‘Families tend to defer bills to pay for Communion’

Cash-strapped families will put off paying bills to cover the cost of their children’s First Holy Communion a charity has warned, after the Government confirmed that a grant for “religious ceremonies” is to be axed.

‘Families tend to defer bills to pay for Communion’

Jim Walsh of St Vincent de Paul (SVP), said it was still too early to see how the cut would impact on needy families, but said some would inevitably run into financial difficulty.

“A lot of people tend to defer paying bills so they can pay for their children’s First Communion and Confirmation. It is later on when they run into financial difficulties they come to us or go to the Money Advice and Budgeting Service [MABS] looking for help,” he said.

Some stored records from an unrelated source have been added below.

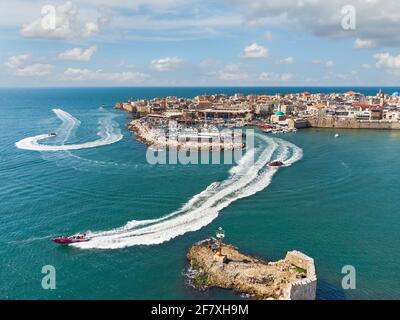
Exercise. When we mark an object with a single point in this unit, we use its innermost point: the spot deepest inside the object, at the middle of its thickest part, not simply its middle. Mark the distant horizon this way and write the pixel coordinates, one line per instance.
(189, 86)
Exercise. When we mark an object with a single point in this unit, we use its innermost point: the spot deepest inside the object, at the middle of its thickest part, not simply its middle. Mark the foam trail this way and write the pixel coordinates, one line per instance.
(108, 135)
(245, 179)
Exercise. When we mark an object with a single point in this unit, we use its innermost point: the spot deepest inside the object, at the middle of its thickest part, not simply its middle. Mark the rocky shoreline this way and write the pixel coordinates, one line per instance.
(292, 278)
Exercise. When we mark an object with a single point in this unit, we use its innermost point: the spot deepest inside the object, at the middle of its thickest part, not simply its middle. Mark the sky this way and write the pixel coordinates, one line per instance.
(199, 43)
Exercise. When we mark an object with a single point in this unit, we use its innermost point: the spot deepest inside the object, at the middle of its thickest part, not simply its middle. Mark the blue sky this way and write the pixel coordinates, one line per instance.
(199, 43)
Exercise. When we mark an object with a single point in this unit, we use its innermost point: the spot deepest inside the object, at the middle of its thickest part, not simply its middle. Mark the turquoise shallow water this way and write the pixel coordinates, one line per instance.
(338, 204)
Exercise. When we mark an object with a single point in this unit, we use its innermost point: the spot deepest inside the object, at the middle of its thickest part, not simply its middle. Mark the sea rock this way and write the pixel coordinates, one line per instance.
(292, 278)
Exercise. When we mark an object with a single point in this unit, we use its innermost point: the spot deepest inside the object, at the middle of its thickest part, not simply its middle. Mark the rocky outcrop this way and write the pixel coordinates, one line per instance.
(291, 278)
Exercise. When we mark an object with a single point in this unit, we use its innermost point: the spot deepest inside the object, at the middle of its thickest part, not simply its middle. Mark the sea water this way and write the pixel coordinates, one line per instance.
(337, 202)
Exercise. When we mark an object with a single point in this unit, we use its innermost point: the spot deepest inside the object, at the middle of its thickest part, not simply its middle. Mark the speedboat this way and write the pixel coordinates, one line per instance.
(275, 164)
(71, 239)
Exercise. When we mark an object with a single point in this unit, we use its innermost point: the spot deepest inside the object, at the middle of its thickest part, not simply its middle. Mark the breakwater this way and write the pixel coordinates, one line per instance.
(343, 123)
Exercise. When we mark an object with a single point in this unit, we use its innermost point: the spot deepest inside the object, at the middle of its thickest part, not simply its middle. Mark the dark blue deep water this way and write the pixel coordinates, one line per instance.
(339, 203)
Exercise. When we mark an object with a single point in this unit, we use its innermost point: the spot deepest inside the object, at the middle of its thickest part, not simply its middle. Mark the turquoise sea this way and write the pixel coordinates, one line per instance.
(339, 203)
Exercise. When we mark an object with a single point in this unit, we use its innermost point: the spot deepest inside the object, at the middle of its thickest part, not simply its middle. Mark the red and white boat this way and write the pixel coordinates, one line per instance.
(275, 164)
(71, 239)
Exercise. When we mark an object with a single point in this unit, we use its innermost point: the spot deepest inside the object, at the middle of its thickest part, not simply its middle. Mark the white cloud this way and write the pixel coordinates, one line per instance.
(268, 36)
(388, 62)
(255, 51)
(21, 68)
(166, 64)
(80, 75)
(232, 72)
(377, 20)
(329, 64)
(316, 61)
(68, 25)
(288, 60)
(17, 61)
(363, 44)
(78, 54)
(34, 70)
(276, 77)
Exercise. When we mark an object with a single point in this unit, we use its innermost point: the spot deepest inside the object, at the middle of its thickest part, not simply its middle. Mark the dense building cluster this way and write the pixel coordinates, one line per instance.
(284, 109)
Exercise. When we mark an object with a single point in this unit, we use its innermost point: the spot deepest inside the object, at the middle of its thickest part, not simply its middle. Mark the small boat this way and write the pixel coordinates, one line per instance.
(275, 164)
(71, 239)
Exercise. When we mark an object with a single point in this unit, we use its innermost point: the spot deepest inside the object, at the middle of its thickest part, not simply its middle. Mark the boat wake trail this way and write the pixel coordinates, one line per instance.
(108, 133)
(251, 175)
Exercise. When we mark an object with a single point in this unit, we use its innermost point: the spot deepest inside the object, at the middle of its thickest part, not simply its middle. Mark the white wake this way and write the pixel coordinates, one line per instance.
(108, 135)
(251, 175)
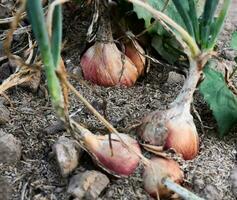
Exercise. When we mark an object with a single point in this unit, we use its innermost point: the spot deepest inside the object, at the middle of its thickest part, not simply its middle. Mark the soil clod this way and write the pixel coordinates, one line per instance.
(88, 185)
(233, 178)
(4, 114)
(67, 154)
(10, 149)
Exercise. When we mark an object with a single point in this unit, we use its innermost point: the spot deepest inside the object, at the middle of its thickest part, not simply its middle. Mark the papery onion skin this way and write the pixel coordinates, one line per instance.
(122, 162)
(172, 130)
(136, 53)
(156, 171)
(103, 64)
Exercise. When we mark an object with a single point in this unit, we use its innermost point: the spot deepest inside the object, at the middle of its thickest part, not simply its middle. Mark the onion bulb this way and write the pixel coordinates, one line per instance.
(103, 64)
(174, 128)
(122, 162)
(158, 169)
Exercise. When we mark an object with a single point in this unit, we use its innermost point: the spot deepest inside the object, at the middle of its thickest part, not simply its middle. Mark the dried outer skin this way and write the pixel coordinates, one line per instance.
(172, 129)
(103, 64)
(159, 169)
(135, 52)
(122, 162)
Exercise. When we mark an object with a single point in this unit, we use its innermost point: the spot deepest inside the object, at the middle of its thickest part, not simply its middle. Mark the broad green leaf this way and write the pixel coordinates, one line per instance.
(220, 98)
(169, 53)
(217, 25)
(169, 10)
(233, 42)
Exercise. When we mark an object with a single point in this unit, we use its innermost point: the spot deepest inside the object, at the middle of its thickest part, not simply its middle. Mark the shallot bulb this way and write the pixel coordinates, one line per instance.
(158, 169)
(123, 162)
(174, 128)
(135, 52)
(103, 64)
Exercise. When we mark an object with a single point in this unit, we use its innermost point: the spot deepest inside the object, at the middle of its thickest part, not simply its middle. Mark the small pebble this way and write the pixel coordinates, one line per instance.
(211, 193)
(5, 189)
(233, 178)
(67, 153)
(10, 149)
(175, 78)
(87, 185)
(4, 114)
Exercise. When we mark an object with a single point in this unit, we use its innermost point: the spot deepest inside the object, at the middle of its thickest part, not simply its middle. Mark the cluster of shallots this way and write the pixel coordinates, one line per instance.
(106, 65)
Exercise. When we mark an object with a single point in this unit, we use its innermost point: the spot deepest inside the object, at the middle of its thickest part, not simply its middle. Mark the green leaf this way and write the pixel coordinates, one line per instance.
(184, 13)
(220, 98)
(169, 53)
(36, 16)
(233, 42)
(56, 39)
(217, 25)
(207, 20)
(170, 10)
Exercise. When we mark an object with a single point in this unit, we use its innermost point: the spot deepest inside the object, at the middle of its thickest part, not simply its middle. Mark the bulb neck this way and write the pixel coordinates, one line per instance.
(104, 33)
(185, 97)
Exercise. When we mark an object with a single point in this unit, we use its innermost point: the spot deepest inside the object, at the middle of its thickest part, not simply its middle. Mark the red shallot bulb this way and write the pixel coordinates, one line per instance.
(123, 162)
(174, 128)
(103, 64)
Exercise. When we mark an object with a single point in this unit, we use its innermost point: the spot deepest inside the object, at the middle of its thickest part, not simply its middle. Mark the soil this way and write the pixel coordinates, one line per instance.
(37, 172)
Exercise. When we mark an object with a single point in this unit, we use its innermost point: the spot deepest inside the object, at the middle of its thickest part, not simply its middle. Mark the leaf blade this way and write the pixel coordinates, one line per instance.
(220, 99)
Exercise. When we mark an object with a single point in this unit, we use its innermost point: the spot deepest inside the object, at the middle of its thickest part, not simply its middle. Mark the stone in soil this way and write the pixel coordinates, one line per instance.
(33, 84)
(4, 114)
(5, 189)
(67, 153)
(40, 197)
(175, 78)
(211, 193)
(233, 178)
(10, 149)
(87, 185)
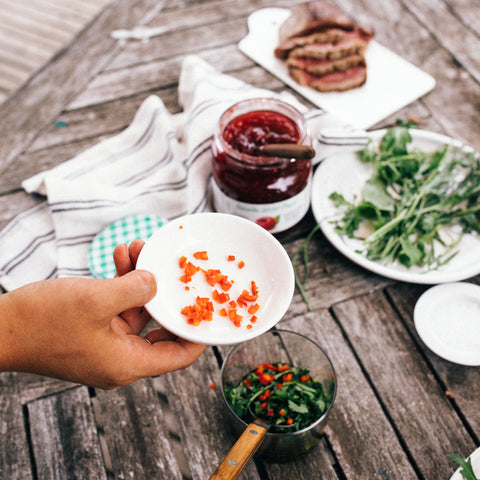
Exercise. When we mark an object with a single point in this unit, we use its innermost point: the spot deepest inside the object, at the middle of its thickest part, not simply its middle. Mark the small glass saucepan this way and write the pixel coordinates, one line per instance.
(272, 347)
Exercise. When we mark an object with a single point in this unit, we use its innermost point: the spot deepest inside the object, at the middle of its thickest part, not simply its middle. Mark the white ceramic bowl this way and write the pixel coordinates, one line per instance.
(220, 235)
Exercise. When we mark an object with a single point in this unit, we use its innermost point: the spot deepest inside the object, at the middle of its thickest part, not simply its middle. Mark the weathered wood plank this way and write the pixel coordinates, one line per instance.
(201, 416)
(332, 278)
(64, 438)
(135, 432)
(451, 32)
(42, 98)
(461, 383)
(212, 23)
(403, 381)
(361, 436)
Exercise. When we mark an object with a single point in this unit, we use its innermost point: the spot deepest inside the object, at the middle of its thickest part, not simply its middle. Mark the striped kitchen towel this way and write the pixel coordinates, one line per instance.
(159, 165)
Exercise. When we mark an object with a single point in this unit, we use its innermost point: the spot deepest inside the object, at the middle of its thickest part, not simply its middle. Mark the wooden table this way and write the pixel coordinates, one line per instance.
(400, 408)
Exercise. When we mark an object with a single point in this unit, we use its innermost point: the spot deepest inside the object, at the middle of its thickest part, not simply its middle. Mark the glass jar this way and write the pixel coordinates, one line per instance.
(271, 191)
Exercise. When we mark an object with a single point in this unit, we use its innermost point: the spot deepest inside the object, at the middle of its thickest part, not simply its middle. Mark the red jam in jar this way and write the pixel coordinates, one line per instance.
(271, 191)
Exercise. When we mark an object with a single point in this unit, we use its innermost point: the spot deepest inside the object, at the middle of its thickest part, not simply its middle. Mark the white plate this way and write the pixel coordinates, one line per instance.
(475, 456)
(345, 173)
(447, 318)
(392, 82)
(266, 263)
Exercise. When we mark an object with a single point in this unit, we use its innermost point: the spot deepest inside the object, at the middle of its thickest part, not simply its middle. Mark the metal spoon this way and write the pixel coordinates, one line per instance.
(288, 150)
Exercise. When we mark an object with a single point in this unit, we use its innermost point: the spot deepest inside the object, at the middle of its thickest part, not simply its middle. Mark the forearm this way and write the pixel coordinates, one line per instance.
(9, 334)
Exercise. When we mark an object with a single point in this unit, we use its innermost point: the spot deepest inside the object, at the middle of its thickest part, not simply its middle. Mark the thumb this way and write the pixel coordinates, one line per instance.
(133, 289)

The SVP spokesman said the charity understood the desire of parents to have a special day for their children but their advice was to take a modest approach; try and limit spending as much as possible; and above all, avoid using moneylenders.

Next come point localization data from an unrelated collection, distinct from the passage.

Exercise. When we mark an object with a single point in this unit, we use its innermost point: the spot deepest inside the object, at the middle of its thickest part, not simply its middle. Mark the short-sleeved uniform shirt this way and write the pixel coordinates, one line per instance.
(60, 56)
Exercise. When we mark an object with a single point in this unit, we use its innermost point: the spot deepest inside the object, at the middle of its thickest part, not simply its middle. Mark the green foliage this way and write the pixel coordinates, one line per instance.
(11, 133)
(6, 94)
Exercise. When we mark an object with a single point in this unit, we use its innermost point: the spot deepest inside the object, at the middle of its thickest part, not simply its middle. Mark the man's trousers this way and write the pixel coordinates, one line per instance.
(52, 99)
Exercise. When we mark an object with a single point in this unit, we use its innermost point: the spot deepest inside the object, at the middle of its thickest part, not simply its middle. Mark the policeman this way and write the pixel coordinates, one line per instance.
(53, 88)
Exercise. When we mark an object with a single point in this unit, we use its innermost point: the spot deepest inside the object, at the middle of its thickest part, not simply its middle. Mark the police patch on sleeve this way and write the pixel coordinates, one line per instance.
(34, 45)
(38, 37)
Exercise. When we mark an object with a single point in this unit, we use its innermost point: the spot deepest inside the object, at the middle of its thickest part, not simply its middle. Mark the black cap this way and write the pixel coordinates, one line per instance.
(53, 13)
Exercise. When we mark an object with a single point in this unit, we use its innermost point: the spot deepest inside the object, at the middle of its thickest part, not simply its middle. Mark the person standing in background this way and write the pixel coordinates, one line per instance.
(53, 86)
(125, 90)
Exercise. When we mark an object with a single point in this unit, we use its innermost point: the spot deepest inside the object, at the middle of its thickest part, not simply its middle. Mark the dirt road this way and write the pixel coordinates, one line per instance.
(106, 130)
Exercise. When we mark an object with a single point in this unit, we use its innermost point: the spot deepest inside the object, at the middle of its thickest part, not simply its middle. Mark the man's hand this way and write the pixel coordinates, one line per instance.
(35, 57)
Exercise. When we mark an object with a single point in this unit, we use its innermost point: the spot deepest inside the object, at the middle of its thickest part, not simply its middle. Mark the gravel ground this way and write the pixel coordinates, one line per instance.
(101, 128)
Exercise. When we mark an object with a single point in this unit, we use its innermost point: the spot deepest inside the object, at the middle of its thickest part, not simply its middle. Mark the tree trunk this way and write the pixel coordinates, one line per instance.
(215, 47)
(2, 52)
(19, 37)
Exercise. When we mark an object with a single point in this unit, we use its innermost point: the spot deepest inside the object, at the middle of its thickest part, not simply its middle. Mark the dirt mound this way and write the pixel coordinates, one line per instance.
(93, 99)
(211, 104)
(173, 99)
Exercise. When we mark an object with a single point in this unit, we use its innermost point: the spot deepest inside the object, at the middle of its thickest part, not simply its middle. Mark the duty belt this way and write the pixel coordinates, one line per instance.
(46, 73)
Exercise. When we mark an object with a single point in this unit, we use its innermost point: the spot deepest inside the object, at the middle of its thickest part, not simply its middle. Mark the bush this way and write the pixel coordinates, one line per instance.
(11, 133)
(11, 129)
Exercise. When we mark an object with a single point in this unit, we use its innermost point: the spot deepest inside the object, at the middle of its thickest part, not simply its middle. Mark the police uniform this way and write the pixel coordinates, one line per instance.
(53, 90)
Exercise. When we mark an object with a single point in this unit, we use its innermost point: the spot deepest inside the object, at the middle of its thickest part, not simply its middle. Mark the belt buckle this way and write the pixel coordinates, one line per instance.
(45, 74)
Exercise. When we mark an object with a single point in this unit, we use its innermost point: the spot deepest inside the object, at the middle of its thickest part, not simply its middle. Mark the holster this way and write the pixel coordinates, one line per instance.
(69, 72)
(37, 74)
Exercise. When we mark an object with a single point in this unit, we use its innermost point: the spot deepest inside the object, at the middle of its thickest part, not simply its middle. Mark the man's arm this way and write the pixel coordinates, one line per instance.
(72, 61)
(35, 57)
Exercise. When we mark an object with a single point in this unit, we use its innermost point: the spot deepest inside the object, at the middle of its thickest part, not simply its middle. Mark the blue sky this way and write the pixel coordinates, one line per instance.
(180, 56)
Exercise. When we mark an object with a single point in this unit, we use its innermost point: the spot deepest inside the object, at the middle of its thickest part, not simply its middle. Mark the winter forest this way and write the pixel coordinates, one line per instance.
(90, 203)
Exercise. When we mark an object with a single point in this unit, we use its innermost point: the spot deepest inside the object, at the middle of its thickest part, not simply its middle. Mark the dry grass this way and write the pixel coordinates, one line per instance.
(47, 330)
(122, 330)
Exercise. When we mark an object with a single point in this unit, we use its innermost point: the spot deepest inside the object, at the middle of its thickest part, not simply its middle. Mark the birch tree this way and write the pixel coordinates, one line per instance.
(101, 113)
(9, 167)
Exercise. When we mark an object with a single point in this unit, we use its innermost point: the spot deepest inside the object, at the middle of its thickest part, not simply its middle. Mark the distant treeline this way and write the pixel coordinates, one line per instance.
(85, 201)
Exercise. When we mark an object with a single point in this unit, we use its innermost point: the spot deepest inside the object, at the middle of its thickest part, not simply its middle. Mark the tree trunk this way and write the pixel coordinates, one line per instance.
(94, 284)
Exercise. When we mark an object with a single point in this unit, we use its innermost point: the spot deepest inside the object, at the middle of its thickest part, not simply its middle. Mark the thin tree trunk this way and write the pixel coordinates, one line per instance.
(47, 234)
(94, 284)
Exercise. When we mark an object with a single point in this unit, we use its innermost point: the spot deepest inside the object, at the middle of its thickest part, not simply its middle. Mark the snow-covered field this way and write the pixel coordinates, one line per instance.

Michael Culloty of MABS added: “Parents should really try and keep within their budget so that they don’t leave the celebration with a bad aftertaste that lasts for quite a long time.”

However, Taoiseach Enda Kenny defended the cut, saying people should return to basic values and have a more “simple” approach to First Holy Communion.

“The Pope himself has said that we need to be far more simple in the way that the Catholic Church does its business,” he said.

Joan Burton, the social protection minister, who defended her decision to cut the payment, said some parish priests had voiced concerns about over-spending by some parents on the non-spiritual side of the celebration.

She also urged parents to shop around for outfits: “You don’t need a very expensive dress to celebrate Holy Communion.”

Over the last 18 months, the payment has been cut from an average of €242 to a maximum of €110, before it was cut altogether following a review.

The review recommended grants be paid in response to financial need rather than for an event or occasion.

In 2011, the Government paid over €3.4m in Communion and Confirmation grants to more than 14,000 families, while in 2012 the payments were cut back to €1.49m for 12,500 families.

The National Parents Council Primary has been helping a growing number of parent groups reduce the costs by organising post- Communion parties in schools.

“As well as saving the cost of bringing the extended family to a hotel for a meal, the post-Communion parties allow the children to play with their friends, which, quite often, is what they prefer to do,” said Áine Lynch of the council.

Oxfam said Communion dresses start at just €15 in their charity shops.

Oxfam Ireland manager, Anne L’Henoret, said their pre-worn dresses were in mint condition and the most expensive was priced €35. .

Costly day

* Families spent on average about €744 last year on their children’s First Communion.

* €179 on the outfit and accessories.

* €176 on clothing for the rest of the family.

* €303 on food and drink

* €86 on entertainment

* The Ulster Bank survey found eight out of 10 families used savings to pay for the celebration while one in 10 relied on help from friends or family to cover the cost.

* 9% borrowed money and the average loan taken out was €343.